La question est de savoir s’il va réduire le soutien automatique qui, dans le cinéma, est inversement proportionnel aux entrées des films, ou le soutien sélectif qui bénéficie avant tout aux productions à petit budget. Le choix pourrait être une occasion de mettre en cause notre actuel système de soutien au cinéma qui incite à la multiplication des films à petit budget et aux performance limitées plutôt qu’à celle des films à fortes entrées. Rappelons en effet que, en ce qui concerne l’aide automatique à la distribution, celle-ci est plafonnée à un million d’entrées. C’est à dire que, au-delà du million d’entrées, les recettes d’un film français continuent d’être soumise à la taxe additionnelle de 10,7% mais ne bénéficient plus d’aucun soutien automatique. Ces films sont donc traités comme des films étrangers et ne bénéficient donc plus des avantages de l’exception culturelle. Cette stratégie pourrait être l’une des explications de la disparition de nos films français événements et de notre balance commerciale très déficitaire.
Par ailleurs, le CNC dispose d’une trésorerie non négligeable qu’il doit être particulièrement tentant de ponctionner, d’autant qu’elle ne serait pas ressentie par les bénéficiaires du CNC.
En revanche il est peut probable que Bercy augmente la TVA du cinéma, de 5,5%, même s’il est le plus bas. En effet, il ne cesse de répéter qu’il ne va pas augmenter les impôts.
Reste le crédit d’impôt. Le bruit court qu’il envisage de réduire les crédit d’impôt recherche, un secteur qui, pourtant, reste un des points faibles de la France. La réduction du crédit d’impôt des emplois à domicile semble actée. Elle s’analyserait comme une augmentation des impôts de personnes relativement aisées. Le crédit d’impôt à la production en France cinéma et de l’audiovisuel semblerait également étudié. Pourtant il est justifié par le fait que la France est un pays cher, du fait de ses charges sociales très élevées et de sa durée de travail. Le réduire serait entrainer des délocalisations, donc une réduction des emplois et, donc, des impôts prélevés par l’État et des recettes de la sécurité sociales. L’État finirait par dire que son déficit s’est creusé non du fait de l’augmentation de ses dépenses, mais parce que ses recettes ont été moins élevées que prévues.
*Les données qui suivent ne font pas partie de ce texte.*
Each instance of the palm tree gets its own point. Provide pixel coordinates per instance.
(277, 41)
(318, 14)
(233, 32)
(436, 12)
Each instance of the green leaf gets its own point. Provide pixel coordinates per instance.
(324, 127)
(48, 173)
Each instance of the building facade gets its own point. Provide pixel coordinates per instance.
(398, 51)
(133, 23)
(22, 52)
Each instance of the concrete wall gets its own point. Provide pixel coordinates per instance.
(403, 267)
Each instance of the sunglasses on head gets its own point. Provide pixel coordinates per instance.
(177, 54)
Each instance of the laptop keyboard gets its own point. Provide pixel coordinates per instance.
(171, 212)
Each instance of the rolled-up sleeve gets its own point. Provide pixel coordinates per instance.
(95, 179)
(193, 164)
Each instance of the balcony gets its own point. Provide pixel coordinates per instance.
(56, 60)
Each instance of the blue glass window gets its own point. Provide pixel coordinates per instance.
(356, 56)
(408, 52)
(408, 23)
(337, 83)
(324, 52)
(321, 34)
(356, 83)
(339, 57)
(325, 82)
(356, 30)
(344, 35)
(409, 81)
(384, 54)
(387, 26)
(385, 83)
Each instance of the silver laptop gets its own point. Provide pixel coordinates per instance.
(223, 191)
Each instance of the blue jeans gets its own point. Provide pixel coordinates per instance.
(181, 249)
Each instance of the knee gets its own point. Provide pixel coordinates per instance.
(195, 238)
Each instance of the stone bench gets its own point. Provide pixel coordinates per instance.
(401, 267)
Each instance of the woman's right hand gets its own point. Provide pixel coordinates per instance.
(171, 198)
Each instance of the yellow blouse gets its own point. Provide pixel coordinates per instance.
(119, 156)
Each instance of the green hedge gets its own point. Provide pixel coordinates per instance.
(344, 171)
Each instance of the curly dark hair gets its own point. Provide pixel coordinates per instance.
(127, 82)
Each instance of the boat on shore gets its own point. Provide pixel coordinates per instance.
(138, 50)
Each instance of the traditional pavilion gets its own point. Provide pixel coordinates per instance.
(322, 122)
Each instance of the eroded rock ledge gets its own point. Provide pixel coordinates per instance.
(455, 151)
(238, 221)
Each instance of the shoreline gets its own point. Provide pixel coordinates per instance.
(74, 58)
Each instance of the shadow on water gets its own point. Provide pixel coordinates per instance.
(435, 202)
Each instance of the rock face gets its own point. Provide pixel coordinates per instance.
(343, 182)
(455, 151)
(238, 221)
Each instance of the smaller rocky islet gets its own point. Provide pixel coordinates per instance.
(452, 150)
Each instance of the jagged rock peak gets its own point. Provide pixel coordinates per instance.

Surtout, cette incitation aux délocalisation serait en complète contradiction avec l’objectif de créer des grands studios de tournage qui est l’une des priorités du plan de ré-industrialisation de la France pour 2030. https://www.cnc.fr/professionnels/actualites/lancement-de-lappel-a-projets-france-2030–la-grande-fabrique-de-limage–sur-les-studios-et-la-formation_1673805
Ce qui est surprenant c’est que ni les professionnels du cinéma et de l’audiovisuel, ni le CNC ne semblent avoir encore mis cette menace à leur ordre du jour. La ministre de la Culture l’a forcément. Mais elle aura du mal à se battre si elle n’y est pas fortement poussée par le secteur.
Ces craintes sont peut-être infondées. Mais mieux vaut prévenir que guérir. Le boulet est plus facile à stopper avant qu’il ne parte.